Author: ILoveThesePeople

Word Count: 725

Genre: Angst/Tragedy

Pairings: Gen.

Warnings: Depression, implied insanity.

Summary: Insanity a growing disease, death and madness nothing more than a welcoming breeze for the upcoming destiny creeping in through the edges of your fantasies.

A/N: So I'm working on two fics (One's a one-shot and the other a multi chapter) and they're kinda tearing me apart. This was my way of letting out all the stress from trying to get the other two stories to corporate. Was this how things were pre-series? I doubt it, but who knows. I hope you all enjoy this anyway and leave some feedback.

Arthur feels as though he's in suspension, dangling mid-air with no sight of freedom. It pulls at him, makes him light headed and dizzy, brings him to his knees in the stilted silence of his chambers. He wonders at times, when the only noise to be heard is the ringing in his ears, if this is what insanity feels like. If the constant doubt, the small whispers of destiny that are ever present, if the glimpses of a fair-haired queen are all omens to his breaking point. Then Morgana looks at him as if he were a foreign object in an unknown world, his father's stares ingrained with ignorance and cruel apathy, and he no longer has to wonder. But sanity has always been an abstract idea in Camelot, a word devised to separate and label even more precisely than before. This fact does not comfort, but the small restoration of his pride is more than he previously hoped for.

Morgana keeps a journal, leather bound and finely made, hidden inside her vanity. Precise, neat words devoid of emotion fill the ivory pages, an entry being made with each passing morning. It is a startling contrast to the chaos of emotions she has become and she finds that that is her saving grace. She guards it as if it were a precious jewel, and in some ways it is. She knows, even now, that the secrecy of the journal is the only thing saving her from the executioners block. Feels it in her very bones that, should a passing servant come across it, she wouldn't last long. So at nights she memorizes the pages filled with guarded dreams, filled with parallel words that have yet to come and timelines that may never be. She reads of the raven haired boy who saves them all, of the golden king and loving queen, of the loyal first knight who falls in the end, and tries to ignore how her own story is nothing but a gaping hole inside the journal.

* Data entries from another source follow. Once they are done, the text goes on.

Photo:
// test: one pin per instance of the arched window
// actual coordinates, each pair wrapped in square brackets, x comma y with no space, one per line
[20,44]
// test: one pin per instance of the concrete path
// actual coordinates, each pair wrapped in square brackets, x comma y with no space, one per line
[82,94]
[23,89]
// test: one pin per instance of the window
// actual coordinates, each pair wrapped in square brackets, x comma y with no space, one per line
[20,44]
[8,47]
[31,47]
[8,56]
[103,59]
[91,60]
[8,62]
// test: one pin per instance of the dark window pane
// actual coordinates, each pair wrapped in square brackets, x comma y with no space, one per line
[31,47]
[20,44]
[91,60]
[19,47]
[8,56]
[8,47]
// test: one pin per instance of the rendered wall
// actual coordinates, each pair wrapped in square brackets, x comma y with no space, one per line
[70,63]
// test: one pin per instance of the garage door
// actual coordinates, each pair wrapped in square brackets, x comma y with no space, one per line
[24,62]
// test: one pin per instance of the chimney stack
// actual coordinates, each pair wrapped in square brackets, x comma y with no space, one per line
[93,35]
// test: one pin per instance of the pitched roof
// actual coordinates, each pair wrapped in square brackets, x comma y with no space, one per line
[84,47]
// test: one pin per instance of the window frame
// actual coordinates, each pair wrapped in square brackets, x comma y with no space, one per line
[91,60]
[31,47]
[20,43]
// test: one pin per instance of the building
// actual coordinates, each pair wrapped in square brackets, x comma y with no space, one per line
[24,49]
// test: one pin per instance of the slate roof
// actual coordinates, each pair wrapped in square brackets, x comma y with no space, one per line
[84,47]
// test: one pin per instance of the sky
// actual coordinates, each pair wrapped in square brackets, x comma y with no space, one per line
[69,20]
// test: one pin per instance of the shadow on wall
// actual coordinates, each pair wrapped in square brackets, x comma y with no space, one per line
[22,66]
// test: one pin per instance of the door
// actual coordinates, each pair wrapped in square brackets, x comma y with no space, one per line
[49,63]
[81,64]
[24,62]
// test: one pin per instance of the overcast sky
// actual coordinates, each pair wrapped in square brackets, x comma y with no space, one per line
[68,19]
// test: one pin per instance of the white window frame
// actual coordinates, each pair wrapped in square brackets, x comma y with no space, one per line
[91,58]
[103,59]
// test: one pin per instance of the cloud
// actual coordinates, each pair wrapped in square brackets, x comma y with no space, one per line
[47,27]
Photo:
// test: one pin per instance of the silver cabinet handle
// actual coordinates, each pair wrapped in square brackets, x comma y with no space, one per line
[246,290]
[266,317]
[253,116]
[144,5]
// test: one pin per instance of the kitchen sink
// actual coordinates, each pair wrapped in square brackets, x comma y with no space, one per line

Her mother's death was not a burden, not a grievance to forever be mourned. She passed before Guinevere had the chance to reach her first winter and left behind only a single golden dress and the family name of Pellinor. Her father's presence warms the servants' courters and her lady, The Lady Morgana, fills any female roll needed in a family life. But at night, with bruised dignity and calloused hands, she would fiddle with her mother's dress and wonder at the life within Camelot. For it was a majesty, a beacon of greatness that other kingdoms strove towards. Yet its cruelty was unparalleled in all of Albion and sometimes she wondered if it was worth it. Wondered if every day spent in this kingdom was worth it when, surely, the only way for this kingdom was flames. She could see it sometimes; see the flames in the back of her mind. They danced in and out of her conscious and left her searching the castle walls for an escape. Any would do, truthfully.

It was a constant pressure, building slowly inside his bloodstream until he was left unsure of his very being. How can he be human when the will to move the heavens was at his fingertips? How could humanity reside in him when his mother's gentle words and Will's teasing jokes induced nothing but resentment? Because they couldn't understand, could never understand the suspicious gazes from people you were raised with, the withdrawal of power unknown to any other peasant boy, the need to be set apart from a lineup of others because he could be. Yet, sometimes, he can feel the executioners axe pressing against his neck, the shackles and chains that accompanied bounty hunters seemingly cold and solid on his wrists and all he needs is normalcy. The normalcy of calluses that came with harvesting, the weariness of work that seemed to sweep through Ealador. And at the end of these days he was left with the gaping knowledge that it would never come, than an unknown father had left him with unwanted powers and whispering voices that spoke of power and peace, spoke lies. For how could power and peace lie together in this world, where the Earth itself cries out for the loss of the Old Religion?